Stock markets are near record levels, but some great Canadian dividend stocks still trade at discounted prices and now offer attractive yields for retirees and other self-directed Tax-Free Savings Account (TFSA) investors seeking passive income.
Bank of Nova Scotia
Bank of Nova Scotia (TSX:BNS) has a market capitalization near $83 billion. That makes it number four among the large Canadian banks based on this metric. At the time of writing, the stock trades for close to $68 per share compared to $55 at the 12-month low and $93 at one point in early 2022.
Bank of Nova Scotia has underperformed its large peers in recent years. Big bets on Peru, Chile, and Colombia have not delivered the expected returns for investors. Economic and political uncertainty in these markets have likely held back investor interest in the stock. Growth potential is significant in these countries as the middle class expands, but Bank of Nova Scotia’s new chief executive officer is focusing future growth investment on Canada, the United States, and Mexico. The South American operations could be monetized if they don’t deliver desired returns in the next few years.
Investors will need to be patient, but there is decent upside potential for the stock if the new strategy shift delivers better results. Bank of Nova Scotia is still a very profitable bank and the dividend now offers a 6.2% yield, so you get paid well to wait.
The 23% rebound in the stock price since late October is a good reminder of how quickly bank stocks can move higher when market sentiment changes. Expectations for interest rate cuts later this year have fuelled the bak rally, but this might be a bit too optimistic, so investors could see a near-term pullback. That being said, the long-term outlook for BNS stock should be positive.
Enbridge
Enbridge (TSX:ENB) is a giant in the North American energy infrastructure industry. The company moves nearly a third of the oil produced in Canada and the United States. Its extensive natural gas transmission network carries 20% of the natural gas used by American homes and businesses.
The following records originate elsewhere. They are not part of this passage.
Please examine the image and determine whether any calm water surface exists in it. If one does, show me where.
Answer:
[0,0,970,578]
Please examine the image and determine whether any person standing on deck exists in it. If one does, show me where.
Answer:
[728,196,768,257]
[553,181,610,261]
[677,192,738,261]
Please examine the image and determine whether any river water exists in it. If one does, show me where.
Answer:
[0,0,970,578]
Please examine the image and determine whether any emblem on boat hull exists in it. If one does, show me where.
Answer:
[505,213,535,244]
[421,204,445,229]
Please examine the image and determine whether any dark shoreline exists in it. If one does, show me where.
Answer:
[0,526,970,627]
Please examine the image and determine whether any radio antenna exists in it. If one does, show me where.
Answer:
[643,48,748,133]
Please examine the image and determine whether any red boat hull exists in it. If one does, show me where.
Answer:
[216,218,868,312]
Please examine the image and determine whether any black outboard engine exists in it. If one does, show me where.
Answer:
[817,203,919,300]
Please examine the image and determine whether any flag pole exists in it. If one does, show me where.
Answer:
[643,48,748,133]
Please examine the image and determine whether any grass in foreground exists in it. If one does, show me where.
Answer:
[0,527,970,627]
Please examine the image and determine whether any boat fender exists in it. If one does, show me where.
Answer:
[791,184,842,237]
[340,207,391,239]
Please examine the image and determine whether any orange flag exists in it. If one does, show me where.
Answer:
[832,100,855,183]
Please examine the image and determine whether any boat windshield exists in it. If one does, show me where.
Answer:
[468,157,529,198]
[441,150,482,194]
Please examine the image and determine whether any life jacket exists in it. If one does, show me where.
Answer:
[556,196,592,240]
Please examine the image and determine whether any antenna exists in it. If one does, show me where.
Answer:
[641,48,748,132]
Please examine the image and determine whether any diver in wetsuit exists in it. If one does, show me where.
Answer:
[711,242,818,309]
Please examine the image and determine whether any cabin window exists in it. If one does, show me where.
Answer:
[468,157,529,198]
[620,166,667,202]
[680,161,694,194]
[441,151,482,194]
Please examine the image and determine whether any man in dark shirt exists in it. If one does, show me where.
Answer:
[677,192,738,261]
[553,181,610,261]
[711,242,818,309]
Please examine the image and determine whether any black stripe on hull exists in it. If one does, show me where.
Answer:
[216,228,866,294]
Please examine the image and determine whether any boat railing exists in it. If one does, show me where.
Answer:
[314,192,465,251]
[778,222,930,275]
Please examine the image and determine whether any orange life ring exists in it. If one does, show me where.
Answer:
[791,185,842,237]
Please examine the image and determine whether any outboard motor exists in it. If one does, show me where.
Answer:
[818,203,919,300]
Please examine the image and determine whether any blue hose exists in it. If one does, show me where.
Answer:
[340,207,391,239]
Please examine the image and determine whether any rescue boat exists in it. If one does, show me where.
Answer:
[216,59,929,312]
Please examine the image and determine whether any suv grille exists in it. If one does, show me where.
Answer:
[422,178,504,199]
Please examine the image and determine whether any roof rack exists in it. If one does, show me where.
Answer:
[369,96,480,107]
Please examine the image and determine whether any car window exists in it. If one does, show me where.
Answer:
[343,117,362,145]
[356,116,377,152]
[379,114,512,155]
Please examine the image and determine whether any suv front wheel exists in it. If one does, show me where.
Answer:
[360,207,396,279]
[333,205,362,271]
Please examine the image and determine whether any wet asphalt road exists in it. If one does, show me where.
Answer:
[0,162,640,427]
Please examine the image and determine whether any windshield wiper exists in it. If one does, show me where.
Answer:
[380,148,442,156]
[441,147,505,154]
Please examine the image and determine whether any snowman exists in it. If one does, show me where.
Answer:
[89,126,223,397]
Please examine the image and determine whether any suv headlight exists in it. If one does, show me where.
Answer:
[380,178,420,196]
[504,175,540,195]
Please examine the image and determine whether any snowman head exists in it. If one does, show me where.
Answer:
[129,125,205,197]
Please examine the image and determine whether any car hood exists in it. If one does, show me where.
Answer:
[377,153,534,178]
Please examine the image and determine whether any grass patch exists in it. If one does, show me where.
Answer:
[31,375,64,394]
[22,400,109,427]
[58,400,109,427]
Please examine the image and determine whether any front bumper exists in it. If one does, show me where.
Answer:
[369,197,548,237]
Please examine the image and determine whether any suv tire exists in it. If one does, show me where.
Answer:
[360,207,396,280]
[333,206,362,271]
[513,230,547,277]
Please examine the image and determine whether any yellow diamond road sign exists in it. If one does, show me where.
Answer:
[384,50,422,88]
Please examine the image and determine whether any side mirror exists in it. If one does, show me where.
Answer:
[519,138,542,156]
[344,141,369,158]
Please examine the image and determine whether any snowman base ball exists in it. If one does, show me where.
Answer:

In recent years, Enbridge shifted its growth investments from major oil pipelines to export facilities, renewable energy, and natural gas utilities. The company bought an oil export terminal in Texas for US$3 billion in 2021 and has a stake in the Woodfibre liquified natural gas (LNG) export terminal being built in British Columbia. South of the border, Enbridge is in the process of closing its US$14 billion purchase of three natural gas utilities and is adding pipeline infrastructure to bring natural gas to LNG sites on the Gulf Coast.
The board raised the dividend by 3.1% for 2024, marking Enbridge’s 29th consecutive annual dividend increase. Management expects distributable cash flow to grow by about 3% per year over the medium term, so the dividend should continue to rise.
Investors who buy Enbridge at the current price can get a 7.7% dividend yield. The stock trades near $47 compared to a high of around $59 at the peak in 2022, so there is good upside potential from the current level. A drop in interest rates in Canada and the U.S. could give the stock a new tailwind.
The bottom line on top stocks for passive income
Bank of Nova Scotia and Enbridge pay attractive dividends that should continue to grow. If you have some cash to put to work in a TFSA targeting passive income, these stocks deserve to be on your radar.